MEN zamiast promować jakość, obcina nam subwencję – mówią dyrektorzy młodzieżowych ośrodków wychowawczych. Pod kierunkiem rzecznika praw dziecka sami pracują więc nad standardami jakości. Wkrótce trafią one do resortu edukacji.
– Chcielibyśmy określić wzorzec działania tak, żeby każda placówka funkcjonowała na podobnym poziomie. Nieletni, niezależnie od tego, do którego młodzieżowego ośrodka wychowawczego zostanie skierowany, musi mieć zapewnione godziwe warunki. Każdy ośrodek zaś organizować terapię, współpracę ze środowiskiem lokalnym, kształcenie – podkreśla Sławomir Moczydłowski, dyrektor MOW w Goniądzu (woj. podlaskie).
– W standardzie powinien znaleźć się też zapis o obowiązkowym doradztwie zawodowym – dodaje Andrzej Gęsiarz, dyrektor MOW w Herbach (woj. śląskie).
Szefowie ośrodków konsultowali wczoraj dokument, nad którym od listopada 2014 r. pracuje rzecznik praw dziecka. Chcą, by MEN przyjął wypracowane standardy w formie rozporządzenia.

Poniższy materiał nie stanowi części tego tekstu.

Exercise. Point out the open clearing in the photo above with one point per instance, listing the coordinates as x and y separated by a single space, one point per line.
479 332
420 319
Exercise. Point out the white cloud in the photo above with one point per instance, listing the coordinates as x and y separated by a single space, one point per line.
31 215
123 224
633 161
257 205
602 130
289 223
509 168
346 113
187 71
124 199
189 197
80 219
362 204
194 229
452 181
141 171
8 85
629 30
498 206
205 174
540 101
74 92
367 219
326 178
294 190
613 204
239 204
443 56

W tej chwili nie ma jednolitych zasad dla takich placówek. To, jak działa MOW, zależy więc głównie od determinacji dyrektora. Jak pokazała niedawna kontrola Helsińskiej Fundacji Praw Człowieka, w wielu placówkach prowadzona jest np. nieefektywna i niedostosowana do wychowanków terapia. W innych brakuje opieki lekarskiej, zwłaszcza psychiatrycznej.
Dyrektorzy uważają, że prace nad standardem działania takich placówek to obowiązek MEN. Zarzucają resortowi, że zamiast się tym zająć, obciął im subwencję. W 2015 r. każdy MOW dostawanie na wychowanka o blisko 5 tys. zł mniej niż w ubiegłym roku (w 2014 r. otrzymywał ok. 58 tys. zł).
Do młodzieżowych ośrodków wychowawczych trafiają dzieci niedostosowane społecznie, z orzeczeniem o potrzebie kształcenia specjalnego, często nawet w wieku 13 lat. MOW musi zapewnić im dom, szkołę i terapię.